Nidhal K. s’avance sous bonne escorte dans le box sécurisé réservé aux prévenus. Trivialement parlant, monsieur l’aurait bien cherché. « Vous êtes imperméable aux décisions judiciaires », notait le procureur Cecoltan. Le 22 septembre 2022, à Langres, au volant du véhicule de son employeur, le prévenu était invité par les hommes en bleu à stopper sa route. Problème, le Langrois n’est provisoirement plus titulaire de son permis de conduire.
« Un véritable mépris »
« Une peine est homologuée le 8 septembre 2022, douze jours plus tard, monsieur est interpellé au volant alors que je venais personnellement de lui expliquer qu’il ne pouvait plus conduire, son comportement témoigne d’un véritable mépris pour la justice », tonnait le procureur Cecoltan avant de rappeler que le conducteur, sous l’empire d’un état alcoolique, une bien mauvaise habitude, circulait à une vitesse excessive.

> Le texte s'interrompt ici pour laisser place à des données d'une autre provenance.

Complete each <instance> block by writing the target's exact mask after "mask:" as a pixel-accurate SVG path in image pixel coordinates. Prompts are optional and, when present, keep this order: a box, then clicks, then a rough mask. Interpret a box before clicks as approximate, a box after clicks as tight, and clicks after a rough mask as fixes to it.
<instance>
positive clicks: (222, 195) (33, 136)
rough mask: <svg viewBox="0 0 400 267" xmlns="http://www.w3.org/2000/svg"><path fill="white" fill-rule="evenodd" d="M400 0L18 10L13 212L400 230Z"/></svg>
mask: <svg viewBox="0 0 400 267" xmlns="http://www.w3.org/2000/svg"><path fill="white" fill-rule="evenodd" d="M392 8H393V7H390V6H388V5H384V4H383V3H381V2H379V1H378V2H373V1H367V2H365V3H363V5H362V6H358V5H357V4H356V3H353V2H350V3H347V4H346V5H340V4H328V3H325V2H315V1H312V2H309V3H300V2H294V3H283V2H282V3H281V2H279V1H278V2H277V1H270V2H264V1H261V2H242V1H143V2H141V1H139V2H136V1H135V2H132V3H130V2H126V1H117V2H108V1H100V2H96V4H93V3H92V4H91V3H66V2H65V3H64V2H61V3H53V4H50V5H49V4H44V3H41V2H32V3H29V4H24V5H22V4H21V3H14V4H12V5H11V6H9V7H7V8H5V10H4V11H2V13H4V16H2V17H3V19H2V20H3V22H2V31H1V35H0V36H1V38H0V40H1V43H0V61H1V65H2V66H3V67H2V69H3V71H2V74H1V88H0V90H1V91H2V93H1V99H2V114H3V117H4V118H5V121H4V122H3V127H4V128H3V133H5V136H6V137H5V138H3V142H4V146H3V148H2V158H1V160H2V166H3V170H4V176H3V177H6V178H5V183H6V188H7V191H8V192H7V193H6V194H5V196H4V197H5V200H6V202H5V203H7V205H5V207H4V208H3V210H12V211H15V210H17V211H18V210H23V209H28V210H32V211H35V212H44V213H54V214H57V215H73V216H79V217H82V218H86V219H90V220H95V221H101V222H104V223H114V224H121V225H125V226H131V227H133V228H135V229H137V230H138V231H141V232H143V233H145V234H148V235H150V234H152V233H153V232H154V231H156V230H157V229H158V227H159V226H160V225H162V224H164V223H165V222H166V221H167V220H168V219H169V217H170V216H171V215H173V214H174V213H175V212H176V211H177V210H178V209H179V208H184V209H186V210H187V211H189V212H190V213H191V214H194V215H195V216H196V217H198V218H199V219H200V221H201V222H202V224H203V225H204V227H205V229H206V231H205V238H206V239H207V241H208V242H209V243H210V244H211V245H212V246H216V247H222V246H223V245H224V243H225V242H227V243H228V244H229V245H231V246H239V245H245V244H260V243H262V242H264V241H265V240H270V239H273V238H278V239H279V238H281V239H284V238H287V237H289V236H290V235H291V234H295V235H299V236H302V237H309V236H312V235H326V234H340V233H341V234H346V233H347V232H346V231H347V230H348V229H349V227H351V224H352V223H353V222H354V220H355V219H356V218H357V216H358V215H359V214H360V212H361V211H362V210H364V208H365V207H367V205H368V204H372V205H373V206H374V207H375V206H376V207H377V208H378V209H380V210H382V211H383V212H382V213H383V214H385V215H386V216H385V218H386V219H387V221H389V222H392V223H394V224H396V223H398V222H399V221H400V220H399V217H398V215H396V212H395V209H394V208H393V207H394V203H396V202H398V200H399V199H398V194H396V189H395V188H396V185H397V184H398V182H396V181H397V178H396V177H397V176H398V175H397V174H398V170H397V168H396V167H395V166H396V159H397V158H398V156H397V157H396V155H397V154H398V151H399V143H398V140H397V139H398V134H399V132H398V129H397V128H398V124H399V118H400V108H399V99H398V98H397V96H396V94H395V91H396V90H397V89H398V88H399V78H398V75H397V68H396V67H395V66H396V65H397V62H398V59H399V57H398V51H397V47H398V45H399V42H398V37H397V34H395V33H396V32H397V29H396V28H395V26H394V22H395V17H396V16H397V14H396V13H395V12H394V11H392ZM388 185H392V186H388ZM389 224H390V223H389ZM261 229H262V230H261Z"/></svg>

Et puis, la personnalité du prévenu interroge. « Six mentions en l’espace de 18 mois ». Dont une condamnation pour extorsion. En prime, une supposée absence de prise de conscience. « Monsieur vous regarde dans les yeux et vous ment ! » Réquisitions ? « Incarcération immédiate ! » Huit mois de prison ferme. Et révocation au même quantum du sursis encadrant une précédente condamnation.
« Monsieur reconnaît les infractions », commença par noter Me Tribouley. « Il n’y a pas eu d’accident, mais au total, il devrait être condamné à 16 mois de prison ferme ? Monsieur travaille depuis près de deux ans dans la même entreprise, mais on veut l’envoyer en prison, il va devenir quoi ? A la maison d’arrêt de Chaumont, il n’y a plus de psychiatre, le Csapa (Centre de soin, d’accompagnement et de prévention en addictologie) est débordé, il est compliqué de suivre une formation.» Décision ? Quatre mois de prison ferme. Sursis révoqué à hauteur de quatre mois. Et surtout, direction la case prison.
Incarcéré
Deuxième dossier. Urgent ? Prioritaire ? La défense apportera une réponse pour le moins précise. Le 15 juin, à Semoutiers, Houari A. faisait l’objet d’un contrôle routier attestant de la consommation de cannabis. Traitement classique. Suspension du permis de conduire, ce précieux sésame.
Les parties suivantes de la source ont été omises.